Torsten Bronger (FZJ): JuliaBase – Framework für Proben-basierte elektronische Laborbücher

  • JuliaBase bildet die Prozessierung und Charakterisierung von Proben (Solarzellen) ab. Die einzelnen Workflowschritte können leicht konfiguriert und auf die eigenen Bedürfnisse angepasst werden. Die jeweiligen Schritte sind miteinander verbunden, um eine Nachverfolgbarkeit zu gewährleisten (Verknüpfung von Ursache und Wirkung).
  • Wie neue Daten eingeben? (1) manuell, (2) mit Cronjob ins ELN transferieren, (3) Kontrolle der Gerätesoftware (incl. Validierung, z.B. des Probennamens)
  • Python mit Django 2-Framework als MVC-Modell (Anzeigelogik/Webschablonen/Templates)
  • Ausblick: "Codegenerator" für neue Apparaturen, Rezepte als vorgegebene Workflows

Ralf Oeser, Jutta Schlegel & Friedhelm von Blanckenburg (GFZ): MEDUSA – über die Entdeckung einer griechischen Sagengestalt in Japan und deren Weiterentwicklung am Deutschen GeoForschungsZentrum Potsdam

  • Medusa versucht das gesamte Probenmanagement für geowissenschaftliche Projekte abzubilden (Probensammlung, Analysen, Lagerung, Bibliografie), hat also auch klassische LIMS-Aufgaben (sehr strukturiert). Die hohe Fluktuation an beteiligten Personen macht ein Rechtemanagement erforderlich. Eingesetzt und weiterentwickelt wird es im EarthShape-Projekt.
  • Originalpublikation zu Medusa: Yachi et al.: Software Dedicated for the Curation of Geochemical Data Sets in Analytical Laboratories
  • Vergabe von IGSNs (International Geo Sample Numbers)
  • Für Feldarbeit gibt es Probeaufnahmebögen, die nachträglich digitalisiert werden müssen.

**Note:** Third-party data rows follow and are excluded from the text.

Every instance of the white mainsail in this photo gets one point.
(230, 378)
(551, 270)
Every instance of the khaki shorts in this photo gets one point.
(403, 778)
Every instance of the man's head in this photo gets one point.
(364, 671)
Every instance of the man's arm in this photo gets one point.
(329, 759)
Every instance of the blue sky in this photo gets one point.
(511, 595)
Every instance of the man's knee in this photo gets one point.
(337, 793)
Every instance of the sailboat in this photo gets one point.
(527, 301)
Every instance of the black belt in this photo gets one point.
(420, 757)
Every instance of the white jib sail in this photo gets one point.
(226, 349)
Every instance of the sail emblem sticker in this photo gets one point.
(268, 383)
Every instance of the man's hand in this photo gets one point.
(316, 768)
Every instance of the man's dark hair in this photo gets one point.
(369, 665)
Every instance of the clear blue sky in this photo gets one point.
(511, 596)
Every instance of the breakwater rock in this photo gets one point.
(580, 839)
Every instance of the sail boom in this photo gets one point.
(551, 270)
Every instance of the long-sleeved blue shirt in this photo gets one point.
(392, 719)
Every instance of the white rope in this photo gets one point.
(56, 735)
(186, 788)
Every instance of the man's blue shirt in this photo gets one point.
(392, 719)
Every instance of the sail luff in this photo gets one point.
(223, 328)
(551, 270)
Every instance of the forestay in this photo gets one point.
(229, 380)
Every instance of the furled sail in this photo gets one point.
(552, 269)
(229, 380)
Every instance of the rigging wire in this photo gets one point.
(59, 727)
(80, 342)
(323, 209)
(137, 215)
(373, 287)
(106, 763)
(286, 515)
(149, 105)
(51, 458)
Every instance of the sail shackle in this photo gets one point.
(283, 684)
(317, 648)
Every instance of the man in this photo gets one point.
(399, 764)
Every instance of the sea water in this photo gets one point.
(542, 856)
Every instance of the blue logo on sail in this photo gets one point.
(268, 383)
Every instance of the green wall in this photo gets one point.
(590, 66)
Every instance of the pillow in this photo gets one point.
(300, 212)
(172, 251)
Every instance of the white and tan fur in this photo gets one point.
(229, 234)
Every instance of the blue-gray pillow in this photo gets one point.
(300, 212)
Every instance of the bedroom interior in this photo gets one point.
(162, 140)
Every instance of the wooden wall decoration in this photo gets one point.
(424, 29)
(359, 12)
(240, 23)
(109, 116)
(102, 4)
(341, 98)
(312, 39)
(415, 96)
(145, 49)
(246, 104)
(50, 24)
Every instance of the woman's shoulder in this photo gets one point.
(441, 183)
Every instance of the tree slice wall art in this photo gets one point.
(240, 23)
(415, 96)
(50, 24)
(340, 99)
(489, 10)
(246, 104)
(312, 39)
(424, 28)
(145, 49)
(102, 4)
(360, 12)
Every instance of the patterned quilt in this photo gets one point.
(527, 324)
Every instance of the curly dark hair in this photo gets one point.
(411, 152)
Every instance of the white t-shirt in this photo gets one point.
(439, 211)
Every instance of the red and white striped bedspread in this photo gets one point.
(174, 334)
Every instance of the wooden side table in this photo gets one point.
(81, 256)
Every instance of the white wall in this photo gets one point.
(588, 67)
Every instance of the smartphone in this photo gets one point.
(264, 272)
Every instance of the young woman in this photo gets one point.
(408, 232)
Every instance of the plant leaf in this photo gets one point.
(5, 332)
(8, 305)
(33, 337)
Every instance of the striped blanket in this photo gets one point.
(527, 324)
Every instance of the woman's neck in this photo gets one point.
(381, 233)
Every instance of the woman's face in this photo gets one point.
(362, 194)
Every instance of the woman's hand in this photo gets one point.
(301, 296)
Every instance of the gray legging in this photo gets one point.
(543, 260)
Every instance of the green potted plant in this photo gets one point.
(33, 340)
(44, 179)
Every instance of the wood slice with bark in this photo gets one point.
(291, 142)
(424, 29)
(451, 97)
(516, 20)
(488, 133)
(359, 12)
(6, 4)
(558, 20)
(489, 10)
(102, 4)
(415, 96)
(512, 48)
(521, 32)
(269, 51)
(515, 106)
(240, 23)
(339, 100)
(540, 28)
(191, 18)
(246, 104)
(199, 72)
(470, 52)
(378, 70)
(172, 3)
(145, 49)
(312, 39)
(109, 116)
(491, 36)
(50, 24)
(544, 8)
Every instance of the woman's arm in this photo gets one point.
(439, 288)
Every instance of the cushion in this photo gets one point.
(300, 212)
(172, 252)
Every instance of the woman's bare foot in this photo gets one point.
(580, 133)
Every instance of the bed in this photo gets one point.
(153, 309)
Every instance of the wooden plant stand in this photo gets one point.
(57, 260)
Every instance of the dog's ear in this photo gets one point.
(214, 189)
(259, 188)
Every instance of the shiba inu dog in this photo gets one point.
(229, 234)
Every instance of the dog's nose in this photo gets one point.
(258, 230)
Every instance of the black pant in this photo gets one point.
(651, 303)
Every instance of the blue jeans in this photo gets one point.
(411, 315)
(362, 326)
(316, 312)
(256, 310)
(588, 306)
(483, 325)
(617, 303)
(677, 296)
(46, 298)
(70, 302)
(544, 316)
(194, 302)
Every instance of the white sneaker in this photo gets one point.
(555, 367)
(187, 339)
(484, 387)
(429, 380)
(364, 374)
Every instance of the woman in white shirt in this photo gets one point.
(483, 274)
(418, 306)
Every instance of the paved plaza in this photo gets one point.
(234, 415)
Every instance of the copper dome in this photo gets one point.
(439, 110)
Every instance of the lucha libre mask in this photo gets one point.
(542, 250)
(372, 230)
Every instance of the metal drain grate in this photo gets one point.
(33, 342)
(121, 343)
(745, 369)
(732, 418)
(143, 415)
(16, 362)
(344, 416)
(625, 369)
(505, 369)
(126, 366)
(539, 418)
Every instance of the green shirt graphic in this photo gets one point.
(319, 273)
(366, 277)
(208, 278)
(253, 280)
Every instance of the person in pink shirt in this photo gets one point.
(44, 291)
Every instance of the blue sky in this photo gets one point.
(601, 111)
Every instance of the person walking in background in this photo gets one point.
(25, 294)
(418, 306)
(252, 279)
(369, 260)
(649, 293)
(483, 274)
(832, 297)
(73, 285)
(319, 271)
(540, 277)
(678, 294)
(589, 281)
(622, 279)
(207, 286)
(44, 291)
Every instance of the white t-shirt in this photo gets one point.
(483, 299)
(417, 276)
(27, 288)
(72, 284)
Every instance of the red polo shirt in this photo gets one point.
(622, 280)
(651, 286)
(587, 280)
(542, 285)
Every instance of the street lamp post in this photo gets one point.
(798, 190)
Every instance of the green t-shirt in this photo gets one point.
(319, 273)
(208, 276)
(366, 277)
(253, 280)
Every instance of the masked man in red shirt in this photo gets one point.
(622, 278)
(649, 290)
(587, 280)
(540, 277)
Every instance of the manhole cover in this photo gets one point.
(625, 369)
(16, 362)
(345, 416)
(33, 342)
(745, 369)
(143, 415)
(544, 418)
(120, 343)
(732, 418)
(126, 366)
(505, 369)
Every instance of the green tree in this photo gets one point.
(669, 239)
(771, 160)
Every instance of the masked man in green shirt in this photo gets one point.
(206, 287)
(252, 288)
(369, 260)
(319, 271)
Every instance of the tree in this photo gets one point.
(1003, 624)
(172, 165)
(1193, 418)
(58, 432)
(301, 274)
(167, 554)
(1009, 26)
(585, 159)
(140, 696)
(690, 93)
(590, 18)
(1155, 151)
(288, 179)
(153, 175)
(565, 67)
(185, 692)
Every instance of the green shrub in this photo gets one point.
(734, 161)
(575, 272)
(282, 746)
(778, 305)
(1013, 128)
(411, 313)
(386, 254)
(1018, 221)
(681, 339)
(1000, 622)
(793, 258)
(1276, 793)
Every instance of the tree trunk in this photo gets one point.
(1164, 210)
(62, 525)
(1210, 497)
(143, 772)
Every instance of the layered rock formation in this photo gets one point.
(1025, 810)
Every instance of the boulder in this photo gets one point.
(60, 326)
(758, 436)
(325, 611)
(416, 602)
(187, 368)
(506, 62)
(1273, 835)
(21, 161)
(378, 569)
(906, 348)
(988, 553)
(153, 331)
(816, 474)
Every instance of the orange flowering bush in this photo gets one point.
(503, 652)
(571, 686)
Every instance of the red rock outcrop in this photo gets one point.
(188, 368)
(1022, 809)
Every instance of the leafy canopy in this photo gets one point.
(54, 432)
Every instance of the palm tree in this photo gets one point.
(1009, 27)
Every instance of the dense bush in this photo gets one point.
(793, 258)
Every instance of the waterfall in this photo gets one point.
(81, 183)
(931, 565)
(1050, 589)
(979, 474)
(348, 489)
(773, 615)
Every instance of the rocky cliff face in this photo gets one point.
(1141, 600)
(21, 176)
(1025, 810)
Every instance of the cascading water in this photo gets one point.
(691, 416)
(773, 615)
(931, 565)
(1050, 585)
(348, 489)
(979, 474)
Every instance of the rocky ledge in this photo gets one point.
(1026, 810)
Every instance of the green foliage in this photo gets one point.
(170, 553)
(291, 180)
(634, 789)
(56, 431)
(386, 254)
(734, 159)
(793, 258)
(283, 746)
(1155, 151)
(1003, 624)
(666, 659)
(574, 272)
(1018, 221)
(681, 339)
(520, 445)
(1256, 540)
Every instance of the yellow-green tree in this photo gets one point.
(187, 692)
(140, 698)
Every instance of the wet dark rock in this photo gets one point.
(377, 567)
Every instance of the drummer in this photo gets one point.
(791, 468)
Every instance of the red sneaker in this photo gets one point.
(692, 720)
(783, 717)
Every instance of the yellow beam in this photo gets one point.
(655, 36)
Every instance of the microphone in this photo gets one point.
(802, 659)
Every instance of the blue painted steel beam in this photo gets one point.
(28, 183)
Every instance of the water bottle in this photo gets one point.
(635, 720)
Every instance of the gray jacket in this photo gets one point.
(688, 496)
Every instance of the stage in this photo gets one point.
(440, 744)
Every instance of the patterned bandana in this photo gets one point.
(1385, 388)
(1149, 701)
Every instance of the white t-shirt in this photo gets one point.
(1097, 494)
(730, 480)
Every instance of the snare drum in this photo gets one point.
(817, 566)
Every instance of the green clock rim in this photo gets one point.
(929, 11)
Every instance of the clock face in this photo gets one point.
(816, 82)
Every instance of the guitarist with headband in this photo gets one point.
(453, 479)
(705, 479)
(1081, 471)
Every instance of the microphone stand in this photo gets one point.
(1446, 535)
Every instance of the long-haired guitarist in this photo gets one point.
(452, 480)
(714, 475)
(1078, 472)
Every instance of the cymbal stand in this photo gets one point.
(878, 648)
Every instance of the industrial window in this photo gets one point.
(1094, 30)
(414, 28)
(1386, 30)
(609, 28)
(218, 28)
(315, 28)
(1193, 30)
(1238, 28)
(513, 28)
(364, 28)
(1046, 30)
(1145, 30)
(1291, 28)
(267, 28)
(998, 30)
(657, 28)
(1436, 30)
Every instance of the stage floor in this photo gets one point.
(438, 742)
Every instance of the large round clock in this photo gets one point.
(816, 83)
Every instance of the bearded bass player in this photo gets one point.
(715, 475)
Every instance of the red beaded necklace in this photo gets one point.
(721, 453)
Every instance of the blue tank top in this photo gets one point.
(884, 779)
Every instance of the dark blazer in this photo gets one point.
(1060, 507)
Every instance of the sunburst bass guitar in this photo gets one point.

Heiko Rosenfelder (DKFZ): iLabber – organisatorische und technische Einführung

  • Technik/Architektur: Alle Daten im ELN werden in der MS-SQL-Datenbank gespeichert; woanders werden keine Daten abgelegt (z.B. Dateisystem)
  • Anmeldung zum ELN wirkt recht bürokratisch, macht aber bei einer so großen Einrichtung durchaus Sinn.
  • Rollen / Adminoberfläche / Rechtegranulation
  • Unterschrift: In einem Experiment können sogar einzelne Sections unterschrieben und gesperrt werden. (Amn.: Viele andere ELNs können das nur für komplette Experimente.) Evtl. sind auch Revisionen einzelner Sections möglich.

Fragen / Antworten

  • Integration von Officedokumenten: Es gibt durchaus unterschiedliche Konzepte auf dem Markt (docx bzw. xlsx als Text bzw. Tabelle expandieren (z.B. Labfolder, wo es eher schlecht funktioniert), Cloudlösungen (SaaS), WebDAV-Transfer und mit lokaler Office-Installation öffnen (z.B. Labguru)). Wie macht es das BIOVIA Notebook? Als Browserplugin, das von BIOVIA zur Verfügung gestellt wird. D.h. man ist wohl oder übel auf die Unterstützung des ELN-Herstellers angewiesen - eher schlecht, wenn sich bei den Browsern oder im Office Programmierschnittstellen ändern.

Tim Henckel (HZB): Elektronisches Laborbuch am Kompetenzzentrum Dünnschicht- und Nanotechnologie für Photovoltaik Berlin (PVcomB) – Flexibilität vs. Performanz

  • Das ELN am PVcomB wurde von Marion Schröder entwickelt. Die Anforderungen ähneln sehr stark denen von JuliaBase. Bzgl. der Datenbankstruktur gibt es starke Ähnlichkeiten zu Chemotion ELN.
  • Zusätzlich ist als Langzeitarchiv ein Data Warehouse angeschlossen.